Among the loyalists was Gideon Smith, of Stockbridge, who had helped British prisoners to escape, and had otherwise made himself so obnoxious that he was forced for a time to withdraw and pass a season of penitence and meditation in a cavern near Lenox, that is called the Tories' Glen. Here he lay for weeks, none but his wife knowing where he was, but at his request she walked out every day with her children, leading them past his cave, where he fed on their faces with hungry eyes. They prattled on, never dreaming that their father was but a few feet from them. Smith survived the war and lived to be on good terms with his old foes.
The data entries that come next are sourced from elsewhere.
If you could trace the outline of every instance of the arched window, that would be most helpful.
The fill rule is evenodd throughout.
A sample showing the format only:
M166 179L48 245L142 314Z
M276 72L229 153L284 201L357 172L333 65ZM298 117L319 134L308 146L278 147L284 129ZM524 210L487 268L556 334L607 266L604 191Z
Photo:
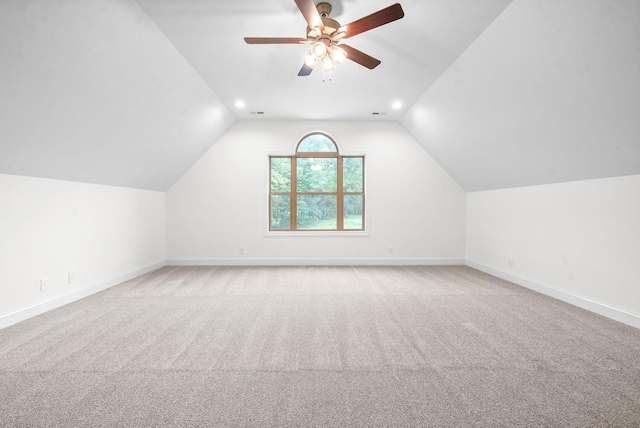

In Lenox lived a Tory, one of those respectable buffers to whom wealth and family had given immunity in the early years of the war, but who sorely tried the temper of his neighbors by damning everything American from Washington downward. At last they could endure his abuse no longer; his example had affected other Anglomaniacs, and a committee waited on him to tell him that he could either swear allegiance to the colonies or be hanged. He said he would be hanged if he would swear, or words to that effect, and hanged he was, on a ready-made gallows in the street. He was let down shortly, "brought around" with rum, and the oath was offered again. He refused it. This had not been looked for. It had been taken for granted that he would abjure his fealty to the king at the first tightening of the cord. A conference was held, and it was declared that retreat would be undignified and unsafe, so the Tory was swung up again, this time with a yank that seemed to "mean business." He hung for some time, and when lowered gave no sign of life. There was some show of alarm at this, for nobody wanted to kill the old fellow, and every effort was made to restore consciousness. At last the lungs heaved, the purple faded from his cheek, his eyes opened, and he gasped, "I'll swear." With a shout of joy the company hurried him to the tavern, seated him before the fire, and put a glass of punch in his hand. He drank the punch to Washington's health, and after a time was heard to remark to himself, "It's a hard way to make Whigs, but it'll do it."